Deren Chef Satya Nadella betonte am Wochenende, nach einer Übernahme dafür zu sorgen, dass alle persönlichen Daten von US-Bürgern in die USA übertragen und nur dort gesammelt werden. Zugleich werde die Übernahme nur Einvernehmen mit der US-Regierung und im Zuge einer Sicherheitsprüfung erfolgen.

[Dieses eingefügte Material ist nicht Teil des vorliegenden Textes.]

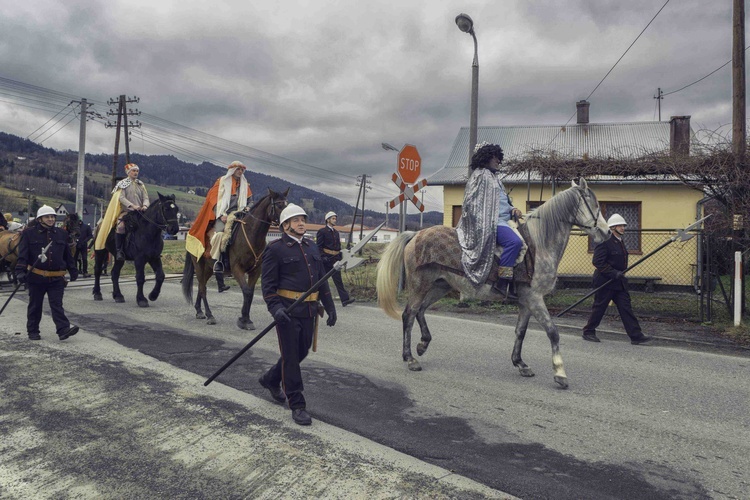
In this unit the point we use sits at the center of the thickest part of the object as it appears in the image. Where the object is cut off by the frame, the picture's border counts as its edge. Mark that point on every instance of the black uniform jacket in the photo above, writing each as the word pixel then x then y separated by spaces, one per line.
pixel 328 238
pixel 84 237
pixel 609 257
pixel 288 265
pixel 33 241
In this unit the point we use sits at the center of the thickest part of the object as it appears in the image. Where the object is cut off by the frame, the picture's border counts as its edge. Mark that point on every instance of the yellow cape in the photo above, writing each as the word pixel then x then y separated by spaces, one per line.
pixel 109 220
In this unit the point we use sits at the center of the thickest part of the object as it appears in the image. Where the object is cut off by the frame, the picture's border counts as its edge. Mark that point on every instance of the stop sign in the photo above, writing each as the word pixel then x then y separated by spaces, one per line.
pixel 409 164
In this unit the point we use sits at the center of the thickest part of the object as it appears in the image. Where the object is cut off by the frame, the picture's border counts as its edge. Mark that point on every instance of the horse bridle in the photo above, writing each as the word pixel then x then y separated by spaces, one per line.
pixel 594 218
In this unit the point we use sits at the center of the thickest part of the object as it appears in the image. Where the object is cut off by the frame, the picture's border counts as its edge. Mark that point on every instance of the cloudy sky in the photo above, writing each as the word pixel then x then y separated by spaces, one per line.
pixel 308 90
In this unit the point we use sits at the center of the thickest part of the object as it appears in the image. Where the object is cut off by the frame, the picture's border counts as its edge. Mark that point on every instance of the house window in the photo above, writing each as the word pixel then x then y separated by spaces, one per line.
pixel 631 212
pixel 457 211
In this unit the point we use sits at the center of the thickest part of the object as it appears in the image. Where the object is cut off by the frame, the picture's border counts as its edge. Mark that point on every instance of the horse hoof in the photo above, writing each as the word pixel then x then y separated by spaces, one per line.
pixel 245 324
pixel 561 381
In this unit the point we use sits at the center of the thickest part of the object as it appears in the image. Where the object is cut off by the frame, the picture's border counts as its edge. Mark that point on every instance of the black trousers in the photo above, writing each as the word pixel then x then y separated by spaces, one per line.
pixel 81 257
pixel 54 289
pixel 621 298
pixel 343 294
pixel 295 340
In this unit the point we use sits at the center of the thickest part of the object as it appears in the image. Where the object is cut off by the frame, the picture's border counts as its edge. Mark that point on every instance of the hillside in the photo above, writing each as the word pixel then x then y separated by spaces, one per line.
pixel 25 164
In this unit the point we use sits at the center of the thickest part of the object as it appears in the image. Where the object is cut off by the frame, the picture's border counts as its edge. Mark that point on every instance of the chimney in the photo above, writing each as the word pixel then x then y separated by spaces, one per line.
pixel 583 111
pixel 679 135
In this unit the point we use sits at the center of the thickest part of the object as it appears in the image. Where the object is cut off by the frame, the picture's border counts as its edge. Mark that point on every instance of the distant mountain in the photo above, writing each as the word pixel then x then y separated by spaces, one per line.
pixel 166 170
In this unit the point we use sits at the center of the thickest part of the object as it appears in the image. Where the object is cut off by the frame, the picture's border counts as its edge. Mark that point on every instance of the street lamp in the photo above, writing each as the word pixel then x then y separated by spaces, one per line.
pixel 465 24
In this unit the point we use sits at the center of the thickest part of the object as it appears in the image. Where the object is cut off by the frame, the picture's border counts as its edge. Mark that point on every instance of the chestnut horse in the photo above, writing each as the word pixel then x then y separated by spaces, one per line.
pixel 244 257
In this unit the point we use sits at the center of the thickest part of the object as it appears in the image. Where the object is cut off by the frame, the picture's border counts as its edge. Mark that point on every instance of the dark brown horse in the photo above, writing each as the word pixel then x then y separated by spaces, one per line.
pixel 244 258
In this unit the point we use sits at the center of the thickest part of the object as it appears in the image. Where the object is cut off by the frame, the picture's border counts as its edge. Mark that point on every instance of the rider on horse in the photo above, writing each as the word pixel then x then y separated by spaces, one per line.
pixel 228 194
pixel 129 195
pixel 484 222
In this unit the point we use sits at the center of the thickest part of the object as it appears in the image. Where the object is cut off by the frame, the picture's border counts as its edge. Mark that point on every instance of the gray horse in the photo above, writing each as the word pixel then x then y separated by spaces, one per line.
pixel 548 230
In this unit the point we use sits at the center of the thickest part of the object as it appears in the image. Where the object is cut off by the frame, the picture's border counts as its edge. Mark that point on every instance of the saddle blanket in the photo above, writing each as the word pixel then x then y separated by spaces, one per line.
pixel 438 246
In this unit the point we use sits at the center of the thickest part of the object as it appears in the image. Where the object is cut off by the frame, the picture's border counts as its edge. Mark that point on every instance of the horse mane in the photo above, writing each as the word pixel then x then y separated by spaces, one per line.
pixel 544 222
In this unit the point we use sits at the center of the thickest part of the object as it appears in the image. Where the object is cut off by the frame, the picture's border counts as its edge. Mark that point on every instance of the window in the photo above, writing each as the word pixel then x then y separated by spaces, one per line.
pixel 631 212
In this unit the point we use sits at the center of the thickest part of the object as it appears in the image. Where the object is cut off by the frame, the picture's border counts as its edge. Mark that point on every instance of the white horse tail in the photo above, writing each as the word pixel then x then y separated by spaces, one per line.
pixel 389 270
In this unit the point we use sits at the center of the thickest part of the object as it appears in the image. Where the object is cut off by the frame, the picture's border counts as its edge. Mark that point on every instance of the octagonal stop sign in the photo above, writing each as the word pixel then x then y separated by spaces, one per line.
pixel 409 164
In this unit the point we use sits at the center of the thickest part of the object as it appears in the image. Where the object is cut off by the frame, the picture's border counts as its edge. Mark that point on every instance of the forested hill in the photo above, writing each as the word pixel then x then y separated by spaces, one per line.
pixel 166 170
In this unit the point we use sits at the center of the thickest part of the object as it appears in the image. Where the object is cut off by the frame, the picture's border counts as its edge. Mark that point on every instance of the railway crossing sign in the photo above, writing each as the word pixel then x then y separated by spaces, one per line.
pixel 407 192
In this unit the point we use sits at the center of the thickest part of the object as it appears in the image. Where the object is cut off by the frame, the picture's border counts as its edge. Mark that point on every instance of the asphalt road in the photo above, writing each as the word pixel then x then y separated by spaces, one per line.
pixel 636 422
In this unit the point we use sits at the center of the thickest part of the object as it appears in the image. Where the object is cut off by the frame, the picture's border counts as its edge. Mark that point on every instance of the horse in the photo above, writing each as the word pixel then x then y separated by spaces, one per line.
pixel 245 253
pixel 143 245
pixel 548 231
pixel 72 226
pixel 9 241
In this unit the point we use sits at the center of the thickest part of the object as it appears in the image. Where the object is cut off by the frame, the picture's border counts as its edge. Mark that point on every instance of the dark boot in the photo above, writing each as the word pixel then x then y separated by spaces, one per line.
pixel 220 282
pixel 504 283
pixel 119 246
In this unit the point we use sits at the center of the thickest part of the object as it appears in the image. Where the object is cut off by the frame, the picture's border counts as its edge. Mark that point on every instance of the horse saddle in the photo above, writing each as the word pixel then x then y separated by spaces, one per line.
pixel 439 247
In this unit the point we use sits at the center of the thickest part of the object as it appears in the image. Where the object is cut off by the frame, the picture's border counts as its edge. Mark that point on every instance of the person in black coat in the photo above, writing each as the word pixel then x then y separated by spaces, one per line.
pixel 329 244
pixel 610 260
pixel 46 277
pixel 82 246
pixel 291 266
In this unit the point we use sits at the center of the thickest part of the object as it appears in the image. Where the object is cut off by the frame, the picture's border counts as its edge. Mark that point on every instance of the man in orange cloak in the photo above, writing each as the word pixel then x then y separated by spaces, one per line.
pixel 228 194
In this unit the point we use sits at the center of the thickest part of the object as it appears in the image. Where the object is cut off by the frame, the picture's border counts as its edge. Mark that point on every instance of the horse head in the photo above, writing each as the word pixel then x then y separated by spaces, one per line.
pixel 589 215
pixel 168 211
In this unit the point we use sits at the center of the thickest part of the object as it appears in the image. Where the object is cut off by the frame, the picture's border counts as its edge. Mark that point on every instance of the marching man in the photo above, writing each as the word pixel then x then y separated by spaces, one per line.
pixel 291 266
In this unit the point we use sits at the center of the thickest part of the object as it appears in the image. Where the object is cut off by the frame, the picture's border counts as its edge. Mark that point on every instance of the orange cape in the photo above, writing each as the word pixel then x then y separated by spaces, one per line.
pixel 196 242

Microsoft könnte mit dem TikTok-Deal mit einem Schlag zu den ganz Großen bei den digitalen Plattformen aufrücken und ein mächtiger Gegner von Facebook (WhatsApp, Instagram) und Google-Tochter YouTube im eigenen Land werden. Mit den bisherigen Zukäufen im Social-Media-Bereich, etwa dem beruflichen Netzwerk LinkedIn, gelang dies noch nicht. TikTok aber kommt auf einen Marktwert von 50 Milliarden Dollar, groß machte es vor allem die Übernahme der US-Videoplattform musical.ly.
Junge Zielgruppe
Was TikTok so interessant macht, ist die besonders junge Zielgruppe. Es sind überwiegend weibliche Teenager, die die kostenlose Musik- und Video-App nutzen, um eigene Videoclips zu erstellen und sie mit anderen zu teilen. Massenhaft. TikTok hat fast eine Milliarde aktiver Nutzer weltweit haben, die meisten davon in den USA, wo es nach eigenen Angaben 100 Millionen Nutzer sind. Microsoft hat schnell erkannt, wie wichtig es ist, Kunden frühzeitig an eine Marke zu binden und ist schon jetzt sowohl im Gaming-Bereich mit der Spielekonsole Xbox sowie im schulischen Bereich höchst aktiv.
Ursprünglich aus dem Consumer-Markt kommend, konnte Microsoft in den vergangenen Jahren vor allem im Business- und Cloud-Geschäft seine Marktmacht festigen und sogar ausbauen. Dank der Corona-Krise boomten zuletzt vor allem die Home-Office-Lösungen wie Teams oder Skype sowie der hauseigene Surface-Computer. Im Spielekonsolen-Markt gibt es jedoch kaum Wachstum, weil die Konkurrenz der Plattform-Spiele stark zunimmt.
Spielkapital vorhanden
Fest steht: Microsoft kann die TikTok-Übernahme locker stemmen, auch wenn der Kaufpreis wohl einen zweistelligen Milliardenbetrag ausmachen wird. Der Software-Riese aus Redmond steht passabel da. Das abgelaufene Geschäftsjahr schloss der Konzern mit einem Nettogewinn von 44 Mrd. Dollar ab, um 13 Prozent mehr als im Jahr davor. Der Umsatz klettere um 14 Prozent auf 143 Mrd. Dollar. Microsoft betonte auch, bei der Übernahme offen gegenüber anderen Investoren zu sein, die sich gerne als Minderheitspartner beteiligen könnten. Wagniskapitalgeber Sequioa hatte sich schon früher ins Spiel gebracht.